Dalam persidangan terkait perselisihan hasil pemilu, Frederika Korain selaku kuasa hukum Termohon menyampaikan bahwa aturan dalam PKPU mengikat semua pihak dan tidak dapat diubah berdasarkan penyataan komunitas atau tokoh adat. Jika Termohon menerima kesepakatan tersebut, maka prinsip pemilu jurdil (jujur dan adil) akan terancam, serta berpotensi menyalahi regulasi yang berlaku.

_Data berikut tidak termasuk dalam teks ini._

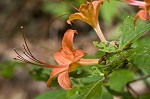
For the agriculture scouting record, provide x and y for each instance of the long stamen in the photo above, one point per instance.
(30, 56)
(69, 5)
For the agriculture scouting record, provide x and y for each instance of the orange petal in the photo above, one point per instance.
(62, 58)
(148, 8)
(67, 42)
(78, 55)
(55, 72)
(64, 81)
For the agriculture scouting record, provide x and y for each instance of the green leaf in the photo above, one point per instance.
(94, 92)
(116, 61)
(55, 8)
(119, 79)
(90, 91)
(105, 48)
(7, 68)
(130, 35)
(106, 94)
(54, 94)
(109, 10)
(141, 57)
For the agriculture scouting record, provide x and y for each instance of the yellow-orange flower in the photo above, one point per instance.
(67, 58)
(89, 13)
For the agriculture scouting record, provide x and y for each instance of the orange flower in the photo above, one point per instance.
(68, 59)
(89, 13)
(144, 13)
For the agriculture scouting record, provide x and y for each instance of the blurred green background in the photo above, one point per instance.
(44, 23)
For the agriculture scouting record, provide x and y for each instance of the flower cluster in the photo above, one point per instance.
(68, 58)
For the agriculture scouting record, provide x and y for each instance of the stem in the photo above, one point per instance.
(87, 62)
(100, 34)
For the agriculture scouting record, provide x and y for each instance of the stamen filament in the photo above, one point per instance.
(99, 33)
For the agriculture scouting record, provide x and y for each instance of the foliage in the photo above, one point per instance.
(117, 65)
(128, 50)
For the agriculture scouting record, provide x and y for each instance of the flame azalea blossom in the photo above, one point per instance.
(144, 13)
(67, 58)
(89, 13)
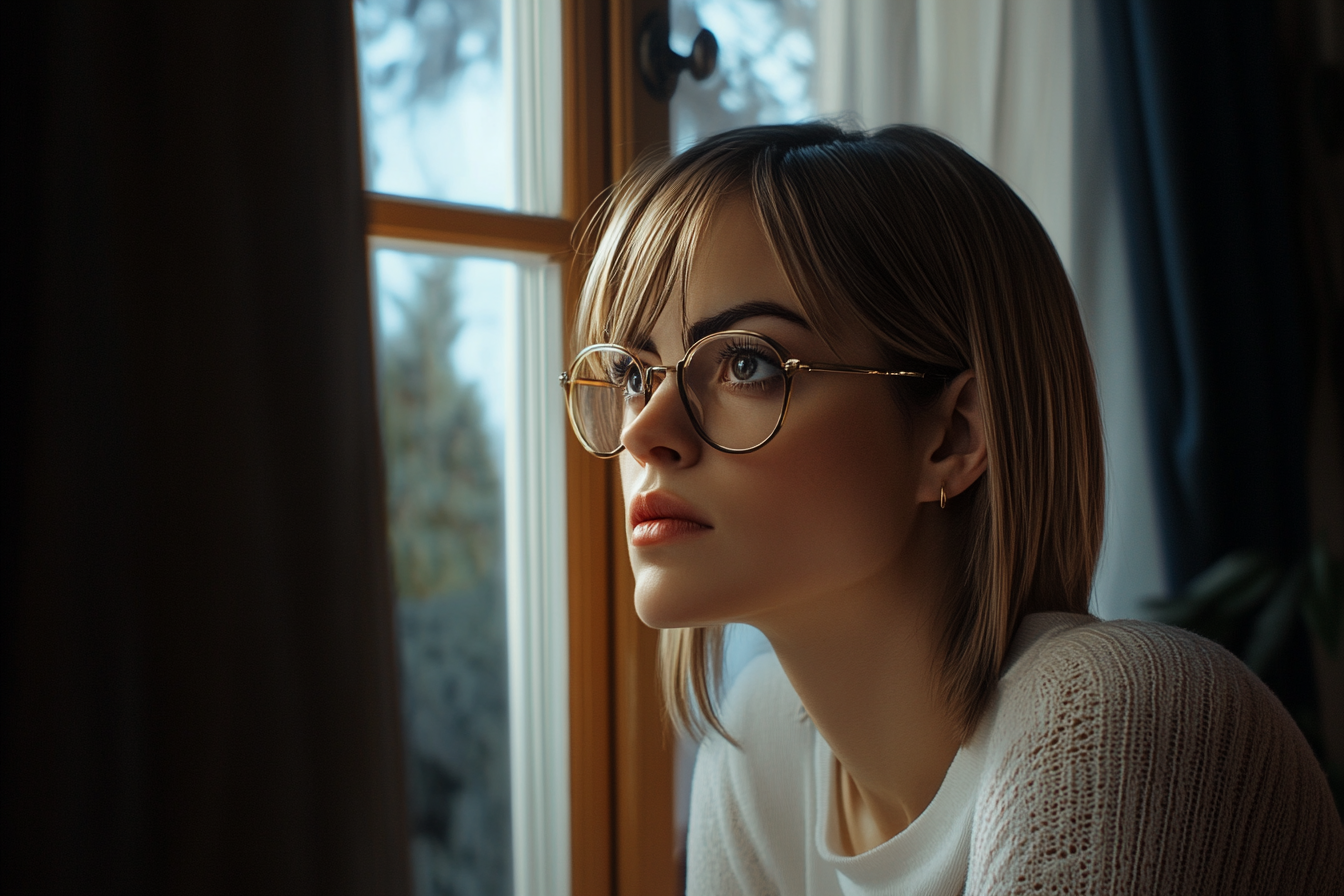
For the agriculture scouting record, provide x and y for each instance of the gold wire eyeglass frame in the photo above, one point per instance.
(653, 375)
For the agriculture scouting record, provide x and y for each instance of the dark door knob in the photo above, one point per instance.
(660, 65)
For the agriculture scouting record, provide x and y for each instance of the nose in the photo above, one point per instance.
(661, 433)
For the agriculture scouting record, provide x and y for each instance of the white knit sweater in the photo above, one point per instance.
(1114, 758)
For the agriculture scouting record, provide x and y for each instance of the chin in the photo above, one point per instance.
(664, 603)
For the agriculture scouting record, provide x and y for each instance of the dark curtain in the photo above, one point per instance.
(1202, 161)
(199, 681)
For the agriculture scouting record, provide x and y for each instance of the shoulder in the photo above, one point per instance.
(749, 802)
(1145, 755)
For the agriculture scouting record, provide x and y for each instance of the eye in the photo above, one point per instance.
(632, 379)
(746, 366)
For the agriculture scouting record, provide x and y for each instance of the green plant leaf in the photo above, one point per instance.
(1324, 598)
(1269, 632)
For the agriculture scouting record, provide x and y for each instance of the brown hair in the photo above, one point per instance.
(903, 233)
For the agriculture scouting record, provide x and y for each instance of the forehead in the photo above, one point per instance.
(730, 267)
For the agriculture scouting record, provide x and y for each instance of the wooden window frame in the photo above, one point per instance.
(621, 751)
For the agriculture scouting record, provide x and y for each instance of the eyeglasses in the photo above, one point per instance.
(734, 384)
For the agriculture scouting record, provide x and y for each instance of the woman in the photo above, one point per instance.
(879, 443)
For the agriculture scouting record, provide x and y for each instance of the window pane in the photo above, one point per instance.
(764, 75)
(472, 438)
(461, 101)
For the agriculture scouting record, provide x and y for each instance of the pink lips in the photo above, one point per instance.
(657, 517)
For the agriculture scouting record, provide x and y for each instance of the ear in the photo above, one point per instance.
(958, 454)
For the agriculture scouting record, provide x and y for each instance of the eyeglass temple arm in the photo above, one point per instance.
(799, 367)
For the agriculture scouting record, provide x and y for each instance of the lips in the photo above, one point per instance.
(657, 517)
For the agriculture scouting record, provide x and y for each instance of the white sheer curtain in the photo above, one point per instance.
(1019, 85)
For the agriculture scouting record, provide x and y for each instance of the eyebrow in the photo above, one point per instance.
(727, 317)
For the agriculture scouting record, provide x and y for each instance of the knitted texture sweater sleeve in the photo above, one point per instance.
(1135, 758)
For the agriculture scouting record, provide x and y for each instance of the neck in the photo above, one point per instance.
(866, 669)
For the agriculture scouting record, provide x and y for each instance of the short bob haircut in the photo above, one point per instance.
(906, 235)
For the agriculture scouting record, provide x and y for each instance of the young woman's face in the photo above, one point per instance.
(825, 509)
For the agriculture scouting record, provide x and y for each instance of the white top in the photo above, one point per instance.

Sidang lanjutan Perselisihan Hasil Pemilu dengan Perkara Nomor 194/PHPU.BUP-XXIII/2025 ini berlangsung pada Jumat (31/1/2025) di Mahkamah Konstitusi. Panel Hakim yang dipimpin oleh Ketua MK Suhartoyo, dengan didampingi Hakim Konstitusi Daniel Yusmic P. Foekh dan M. Guntur Hamzah, mendengarkan keterangan dari Termohon, Pihak Terkait, serta Bawaslu.

Keberatan Paslon dan Sengketa Pilkada

Dalam permohonannya, Pasangan Calon Bupati dan Wakil Bupati Kabupaten Dogiyai Nomor Urut 03, Otopianus P. Tebai dan Angkian Goo, menuding adanya pelanggaran terkait pengalihan suara di lima distrik. Mereka menilai bahwa pemungutan suara di Dogiyai tidak berjalan sebagaimana mestinya, terutama karena dukungan dari Kepala Suku Besar Mee Rayon Simapitowa/Tota Mapiha diberikan kepada Paslon 02, Yudas Tebai–Yuliten Anauw, melalui mekanisme yang dipermasalahkan.

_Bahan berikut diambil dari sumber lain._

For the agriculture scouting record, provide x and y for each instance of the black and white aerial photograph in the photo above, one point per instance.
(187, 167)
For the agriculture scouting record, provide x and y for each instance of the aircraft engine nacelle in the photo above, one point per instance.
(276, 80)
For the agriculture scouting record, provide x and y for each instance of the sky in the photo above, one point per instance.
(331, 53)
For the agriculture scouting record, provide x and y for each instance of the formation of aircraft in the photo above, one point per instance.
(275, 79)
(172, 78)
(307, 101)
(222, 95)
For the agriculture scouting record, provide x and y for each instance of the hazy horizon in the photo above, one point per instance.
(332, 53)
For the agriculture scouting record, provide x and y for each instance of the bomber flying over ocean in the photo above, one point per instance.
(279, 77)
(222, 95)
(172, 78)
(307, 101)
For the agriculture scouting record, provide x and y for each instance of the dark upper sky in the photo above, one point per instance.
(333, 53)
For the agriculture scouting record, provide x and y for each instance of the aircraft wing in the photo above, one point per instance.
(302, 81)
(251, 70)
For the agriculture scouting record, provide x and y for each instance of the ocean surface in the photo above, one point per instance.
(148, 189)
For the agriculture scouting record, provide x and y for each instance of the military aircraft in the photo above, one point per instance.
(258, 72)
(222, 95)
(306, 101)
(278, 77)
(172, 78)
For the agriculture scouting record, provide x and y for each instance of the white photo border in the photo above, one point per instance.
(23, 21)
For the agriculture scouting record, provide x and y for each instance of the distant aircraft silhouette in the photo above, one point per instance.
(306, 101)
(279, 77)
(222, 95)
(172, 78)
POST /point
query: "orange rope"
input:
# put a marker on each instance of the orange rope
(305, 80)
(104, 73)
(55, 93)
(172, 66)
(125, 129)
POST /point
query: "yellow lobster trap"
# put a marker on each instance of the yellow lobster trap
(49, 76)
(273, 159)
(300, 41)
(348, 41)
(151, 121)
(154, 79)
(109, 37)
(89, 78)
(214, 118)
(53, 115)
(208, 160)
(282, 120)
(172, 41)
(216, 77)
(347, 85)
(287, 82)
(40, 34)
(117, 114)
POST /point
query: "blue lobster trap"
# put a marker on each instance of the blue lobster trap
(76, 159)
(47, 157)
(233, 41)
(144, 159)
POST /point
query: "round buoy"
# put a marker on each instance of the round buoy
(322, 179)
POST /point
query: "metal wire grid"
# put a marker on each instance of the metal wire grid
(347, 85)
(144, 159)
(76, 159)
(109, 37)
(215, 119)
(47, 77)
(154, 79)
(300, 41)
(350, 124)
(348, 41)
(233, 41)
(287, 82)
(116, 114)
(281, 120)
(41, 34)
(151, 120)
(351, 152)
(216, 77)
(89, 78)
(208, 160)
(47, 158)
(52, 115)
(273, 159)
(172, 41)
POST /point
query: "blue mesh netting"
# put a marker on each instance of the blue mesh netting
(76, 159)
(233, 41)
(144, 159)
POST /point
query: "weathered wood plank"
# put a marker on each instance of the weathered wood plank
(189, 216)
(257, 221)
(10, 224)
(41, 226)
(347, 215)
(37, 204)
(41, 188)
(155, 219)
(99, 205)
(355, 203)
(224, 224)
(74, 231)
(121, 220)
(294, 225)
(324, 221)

Dalam dalil yang diajukan, Pemohon menuntut pembatalan Keputusan KPU Dogiyai Nomor 701 Tahun 2024 yang menetapkan hasil Pilkada. Pemohon menyebut bahwa suara sebanyak 31.115 yang berasal dari lima distrik seharusnya diberikan kepada pasangan calon yang memperoleh suara tertinggi di Distrik Kamu, Kamu Selatan, Kamu Timur, Kamu Utara, dan Dogiyai. Berdasarkan perhitungan suara, Paslon 03 mendapatkan suara terbanyak, sehingga mereka menilai KPU tidak menghormati hak konstitusional pemilih.

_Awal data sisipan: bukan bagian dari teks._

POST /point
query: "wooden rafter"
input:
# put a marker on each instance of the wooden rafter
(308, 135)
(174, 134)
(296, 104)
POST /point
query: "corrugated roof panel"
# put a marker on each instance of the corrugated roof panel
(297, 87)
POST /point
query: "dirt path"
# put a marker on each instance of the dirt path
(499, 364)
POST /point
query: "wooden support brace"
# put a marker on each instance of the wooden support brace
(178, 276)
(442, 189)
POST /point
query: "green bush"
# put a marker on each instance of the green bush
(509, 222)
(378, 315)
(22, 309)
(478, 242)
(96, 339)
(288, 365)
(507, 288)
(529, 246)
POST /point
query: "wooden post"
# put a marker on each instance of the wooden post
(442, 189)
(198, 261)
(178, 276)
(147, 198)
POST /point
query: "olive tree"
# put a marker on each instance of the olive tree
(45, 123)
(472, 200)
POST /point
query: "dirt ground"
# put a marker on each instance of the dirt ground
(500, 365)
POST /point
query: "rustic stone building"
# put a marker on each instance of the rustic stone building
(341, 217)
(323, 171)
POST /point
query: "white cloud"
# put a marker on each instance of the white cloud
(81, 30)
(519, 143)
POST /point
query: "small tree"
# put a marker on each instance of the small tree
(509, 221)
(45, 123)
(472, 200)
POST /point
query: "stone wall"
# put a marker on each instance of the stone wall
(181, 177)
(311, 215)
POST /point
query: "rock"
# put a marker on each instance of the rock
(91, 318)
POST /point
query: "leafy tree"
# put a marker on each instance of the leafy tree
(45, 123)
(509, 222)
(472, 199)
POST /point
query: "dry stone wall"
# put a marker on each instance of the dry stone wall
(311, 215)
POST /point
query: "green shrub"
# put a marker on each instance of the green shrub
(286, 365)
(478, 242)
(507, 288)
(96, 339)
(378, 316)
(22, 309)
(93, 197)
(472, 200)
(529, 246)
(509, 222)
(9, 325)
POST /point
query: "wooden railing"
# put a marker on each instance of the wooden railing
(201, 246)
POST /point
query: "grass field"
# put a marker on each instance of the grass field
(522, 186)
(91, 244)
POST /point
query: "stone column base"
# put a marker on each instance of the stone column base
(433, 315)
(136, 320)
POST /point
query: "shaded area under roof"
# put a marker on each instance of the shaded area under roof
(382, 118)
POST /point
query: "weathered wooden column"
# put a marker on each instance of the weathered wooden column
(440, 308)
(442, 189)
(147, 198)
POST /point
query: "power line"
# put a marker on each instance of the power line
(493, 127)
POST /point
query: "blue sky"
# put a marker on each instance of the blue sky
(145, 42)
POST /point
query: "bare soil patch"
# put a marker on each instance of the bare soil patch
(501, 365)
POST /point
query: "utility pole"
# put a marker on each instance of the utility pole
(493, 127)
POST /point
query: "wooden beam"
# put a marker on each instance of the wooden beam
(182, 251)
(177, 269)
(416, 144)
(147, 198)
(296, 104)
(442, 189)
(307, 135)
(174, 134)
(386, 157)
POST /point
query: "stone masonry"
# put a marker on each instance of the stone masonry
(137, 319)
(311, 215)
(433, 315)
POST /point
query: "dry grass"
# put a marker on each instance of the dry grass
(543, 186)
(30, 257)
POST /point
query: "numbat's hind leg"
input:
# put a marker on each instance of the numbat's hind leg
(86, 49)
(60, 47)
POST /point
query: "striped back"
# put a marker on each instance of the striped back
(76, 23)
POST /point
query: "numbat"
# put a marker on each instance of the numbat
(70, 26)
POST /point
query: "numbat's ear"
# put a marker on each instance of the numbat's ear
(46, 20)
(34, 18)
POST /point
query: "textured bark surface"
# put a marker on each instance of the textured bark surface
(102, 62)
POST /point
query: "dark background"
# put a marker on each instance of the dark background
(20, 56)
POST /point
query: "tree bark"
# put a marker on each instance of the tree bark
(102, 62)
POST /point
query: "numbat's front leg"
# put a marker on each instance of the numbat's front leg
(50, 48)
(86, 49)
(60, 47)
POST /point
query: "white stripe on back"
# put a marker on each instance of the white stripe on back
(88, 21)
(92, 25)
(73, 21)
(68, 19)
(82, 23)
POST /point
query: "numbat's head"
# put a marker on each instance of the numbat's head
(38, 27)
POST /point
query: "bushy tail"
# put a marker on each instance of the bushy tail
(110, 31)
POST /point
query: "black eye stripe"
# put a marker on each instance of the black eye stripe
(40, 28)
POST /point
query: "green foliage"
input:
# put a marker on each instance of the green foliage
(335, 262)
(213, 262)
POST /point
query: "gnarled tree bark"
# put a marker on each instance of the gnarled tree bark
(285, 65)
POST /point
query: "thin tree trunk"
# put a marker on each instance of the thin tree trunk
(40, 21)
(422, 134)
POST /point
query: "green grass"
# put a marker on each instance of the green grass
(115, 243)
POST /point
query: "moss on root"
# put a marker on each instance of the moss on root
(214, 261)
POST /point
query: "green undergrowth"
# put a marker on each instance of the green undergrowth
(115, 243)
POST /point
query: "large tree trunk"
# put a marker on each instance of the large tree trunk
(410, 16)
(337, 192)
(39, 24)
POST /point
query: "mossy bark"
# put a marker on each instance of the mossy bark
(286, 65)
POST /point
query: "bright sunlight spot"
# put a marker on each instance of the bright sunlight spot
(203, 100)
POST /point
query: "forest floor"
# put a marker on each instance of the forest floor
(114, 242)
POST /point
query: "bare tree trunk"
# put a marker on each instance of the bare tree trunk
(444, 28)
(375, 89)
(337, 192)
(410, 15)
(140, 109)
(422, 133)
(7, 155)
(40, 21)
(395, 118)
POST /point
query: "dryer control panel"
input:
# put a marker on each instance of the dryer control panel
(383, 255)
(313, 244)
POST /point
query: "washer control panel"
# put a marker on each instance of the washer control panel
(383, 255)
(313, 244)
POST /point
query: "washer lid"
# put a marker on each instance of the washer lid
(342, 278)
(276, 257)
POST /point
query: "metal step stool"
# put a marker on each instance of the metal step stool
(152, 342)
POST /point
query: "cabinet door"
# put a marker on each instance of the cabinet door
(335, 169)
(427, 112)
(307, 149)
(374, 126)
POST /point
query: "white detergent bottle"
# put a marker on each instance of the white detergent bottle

Namun, Termohon tetap berpegang pada hasil rekapitulasi suara yang telah ditetapkan. Jika kesepakatan kepala suku diakomodasi, maka hal ini berpotensi mencederai prinsip pemilu jurdil yang menjadi dasar penyelenggaraan Pilkada di Indonesia. Oleh sebab itu, KPU Dogiyai menolak untuk mengubah hasil penghitungan suara dan tetap mengacu pada mekanisme resmi yang telah ditetapkan dalam regulasi.

Dengan berbagai dinamika politik Papua yang terjadi dalam Pilkada Dogiyai 2024, Mahkamah Konstitusi akan menjadi penentu akhir dalam perkara ini. Putusan yang diambil diharapkan dapat memberikan kejelasan hukum serta menjaga integritas pemilu yang demokratis di Kabupaten Dogiyai.